Richard Grondin, SAND Technology: Intelligent Information Management for the Real World
October 2008 by Richard Grondin, VP R&D and Product Deployment, SAND Technology
Intelligent Information Management is not really a new concept. What is new is the scope and volume of enterprise data that needs to be managed, and the more stringent regulations concerning data governance by which organizations must abide. Now more than ever, enterprise data assets need to be managed carefully to protect data access, immutability, privacy, monitoring capabilities, auditability, and business value over the complete information lifecycle. This is precisely what IIM is about, and to be successful it needs to be implemented with a focus on the data itself instead of on the specific ways it will be used.
This requires a paradigm shift on the enterprise level: a realignment of IT architectures from an application-centric to a data-centric approach. Business needs are changing quickly, and IT architectures should be able to satisfy these within reasonable timeframes and at acceptable costs, all the while protecting enterprise data assets.
The Corporate Information Factory model, developed by Bill Inmon, is currently in use by a variety of organizations. Typically, the starting point for a Data Warehouse implementation is a business requirement for specific reports. The data architects then identify what information is available, how to get access to it and the level of transformation required to produce those reports (this is the data preparation phase). While this approach has brought significant benefits for many enterprises, it also has some weaknesses – the most important being that it covers only the data associated with a specific need at a specific point in time. For this reason, such an approach could be termed application-centric.
Now, new legal regulations are putting increased pressure on organizations to retain, and maintain access to, a greater variety of data. Data not associated with any specific business requirements must now be kept around “just in case” it is needed, and at the same time data governance policies need to be introduced. The easiest way to respond to these new data requirements would be to store the information on tape, but then the problem becomes how to get access to it. For this reason, some organizations have opted to transform their data warehouses into de facto storage devices. However, a side effect of this approach is that DBA teams are under increasing pressure to maintain the various Service Level Agreements (SLAs) that have already been established, since keeping more and more data in the warehouse while maintaining good performance can be a difficult proposition. This is one of the reasons there are so many RDBMS products currently available on the market.

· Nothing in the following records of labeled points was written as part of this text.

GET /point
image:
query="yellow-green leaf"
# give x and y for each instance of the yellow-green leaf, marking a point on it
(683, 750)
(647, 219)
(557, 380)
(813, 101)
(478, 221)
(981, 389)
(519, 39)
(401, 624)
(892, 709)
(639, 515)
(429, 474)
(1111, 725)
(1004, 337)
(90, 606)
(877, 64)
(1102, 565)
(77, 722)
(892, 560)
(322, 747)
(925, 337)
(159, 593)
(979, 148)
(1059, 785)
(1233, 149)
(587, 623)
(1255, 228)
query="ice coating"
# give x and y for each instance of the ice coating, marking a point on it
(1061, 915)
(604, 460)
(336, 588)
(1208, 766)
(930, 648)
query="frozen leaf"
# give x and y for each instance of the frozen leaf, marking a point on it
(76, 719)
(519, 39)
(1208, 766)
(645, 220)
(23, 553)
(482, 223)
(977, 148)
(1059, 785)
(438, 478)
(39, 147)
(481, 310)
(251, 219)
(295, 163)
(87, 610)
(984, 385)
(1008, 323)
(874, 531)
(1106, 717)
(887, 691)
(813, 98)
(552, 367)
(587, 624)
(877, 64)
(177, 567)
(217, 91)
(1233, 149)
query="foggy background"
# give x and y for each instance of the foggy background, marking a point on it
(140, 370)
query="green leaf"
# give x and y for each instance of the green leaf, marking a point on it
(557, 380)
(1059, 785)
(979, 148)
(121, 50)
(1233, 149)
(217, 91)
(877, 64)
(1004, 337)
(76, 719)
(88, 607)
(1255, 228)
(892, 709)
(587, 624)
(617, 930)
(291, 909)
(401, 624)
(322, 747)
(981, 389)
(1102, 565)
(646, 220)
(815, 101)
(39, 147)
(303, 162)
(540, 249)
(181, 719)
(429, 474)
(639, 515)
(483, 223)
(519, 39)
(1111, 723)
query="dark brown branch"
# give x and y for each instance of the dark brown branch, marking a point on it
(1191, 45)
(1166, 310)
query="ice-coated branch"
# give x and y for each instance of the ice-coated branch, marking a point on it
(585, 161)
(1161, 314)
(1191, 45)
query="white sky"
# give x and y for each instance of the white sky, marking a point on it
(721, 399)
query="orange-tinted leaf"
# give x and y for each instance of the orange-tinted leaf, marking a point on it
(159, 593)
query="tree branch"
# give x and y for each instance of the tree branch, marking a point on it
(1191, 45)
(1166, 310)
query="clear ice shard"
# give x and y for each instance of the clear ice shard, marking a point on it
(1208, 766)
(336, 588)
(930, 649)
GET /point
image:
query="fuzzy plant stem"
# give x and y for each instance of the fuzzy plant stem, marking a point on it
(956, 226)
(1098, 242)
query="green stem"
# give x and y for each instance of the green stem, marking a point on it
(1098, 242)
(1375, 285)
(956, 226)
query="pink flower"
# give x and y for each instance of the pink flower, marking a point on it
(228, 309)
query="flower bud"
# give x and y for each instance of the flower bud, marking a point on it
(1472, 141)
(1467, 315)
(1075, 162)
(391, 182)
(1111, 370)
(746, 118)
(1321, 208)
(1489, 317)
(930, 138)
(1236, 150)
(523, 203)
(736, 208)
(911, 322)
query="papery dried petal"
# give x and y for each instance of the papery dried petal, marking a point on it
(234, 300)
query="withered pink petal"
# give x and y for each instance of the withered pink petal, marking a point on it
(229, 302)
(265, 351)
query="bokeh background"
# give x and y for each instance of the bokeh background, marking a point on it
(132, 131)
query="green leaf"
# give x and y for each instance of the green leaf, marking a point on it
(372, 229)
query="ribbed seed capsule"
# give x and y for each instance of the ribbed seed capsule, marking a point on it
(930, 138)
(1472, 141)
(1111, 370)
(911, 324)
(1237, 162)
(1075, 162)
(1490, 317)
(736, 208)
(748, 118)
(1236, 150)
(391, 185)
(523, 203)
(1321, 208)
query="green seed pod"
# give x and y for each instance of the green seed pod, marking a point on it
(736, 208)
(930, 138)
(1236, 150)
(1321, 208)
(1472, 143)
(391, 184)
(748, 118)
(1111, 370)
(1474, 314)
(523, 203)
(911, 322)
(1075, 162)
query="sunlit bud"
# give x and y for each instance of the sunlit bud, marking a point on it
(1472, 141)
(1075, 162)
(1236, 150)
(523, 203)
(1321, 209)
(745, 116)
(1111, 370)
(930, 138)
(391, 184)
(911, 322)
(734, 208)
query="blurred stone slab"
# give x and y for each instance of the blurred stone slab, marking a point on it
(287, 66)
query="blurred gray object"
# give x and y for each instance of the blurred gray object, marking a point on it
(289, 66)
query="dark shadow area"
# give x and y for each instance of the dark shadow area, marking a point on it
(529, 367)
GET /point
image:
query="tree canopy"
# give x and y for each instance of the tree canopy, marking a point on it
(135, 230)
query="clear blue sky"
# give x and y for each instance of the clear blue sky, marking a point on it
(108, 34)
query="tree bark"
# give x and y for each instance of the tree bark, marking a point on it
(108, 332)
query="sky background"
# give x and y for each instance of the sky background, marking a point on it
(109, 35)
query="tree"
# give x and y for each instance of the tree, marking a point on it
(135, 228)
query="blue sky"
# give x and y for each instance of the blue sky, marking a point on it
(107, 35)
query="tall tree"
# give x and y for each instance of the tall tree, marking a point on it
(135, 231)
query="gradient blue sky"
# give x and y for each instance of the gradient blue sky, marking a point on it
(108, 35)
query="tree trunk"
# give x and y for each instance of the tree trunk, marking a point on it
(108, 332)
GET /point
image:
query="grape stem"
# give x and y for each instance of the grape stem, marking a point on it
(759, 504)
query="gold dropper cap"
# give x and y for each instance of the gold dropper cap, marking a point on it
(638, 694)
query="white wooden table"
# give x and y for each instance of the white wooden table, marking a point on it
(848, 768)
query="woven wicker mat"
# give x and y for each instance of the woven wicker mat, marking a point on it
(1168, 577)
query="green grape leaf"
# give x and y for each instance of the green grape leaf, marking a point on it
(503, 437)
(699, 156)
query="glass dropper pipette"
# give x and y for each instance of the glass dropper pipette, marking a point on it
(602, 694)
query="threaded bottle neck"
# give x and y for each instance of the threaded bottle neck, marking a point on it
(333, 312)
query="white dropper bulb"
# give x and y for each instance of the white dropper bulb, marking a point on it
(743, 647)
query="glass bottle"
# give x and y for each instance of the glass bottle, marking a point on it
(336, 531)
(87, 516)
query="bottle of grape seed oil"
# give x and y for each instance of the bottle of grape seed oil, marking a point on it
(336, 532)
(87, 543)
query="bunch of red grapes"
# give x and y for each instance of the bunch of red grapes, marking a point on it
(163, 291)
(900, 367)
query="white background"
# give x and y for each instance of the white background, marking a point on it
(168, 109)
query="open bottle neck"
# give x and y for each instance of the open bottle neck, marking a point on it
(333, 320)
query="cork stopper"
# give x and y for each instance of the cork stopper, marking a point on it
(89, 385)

An Intelligent Information Management implementation can help organizations to overcome these new challenges without going through multiple “revolutions” in their current data architecture. IIM can help satisfy data governance requirements and at the same time improve “data agility” for efficient delivery of Business Intelligence value. This type of implementation requires a shared vision and best practices program supported by a flexible data-centric architecture, along with an iterative transition process to review the various data requirements in the organization.
Many organizations have already deployed multiple data warehouses, data marts and cubes to satisfy their business intelligence requirements. Much has been invested in such deployments, and to protect this investment, IIM has to be implemented as an evolution of the infrastructure currently in place rather than a revolution requiring everything to be rebuilt from the ground up. Typically, the first step taken by organizations implementing IIM best practices it is to introduce an Information Lifecycle Management (ILM) infrastructure.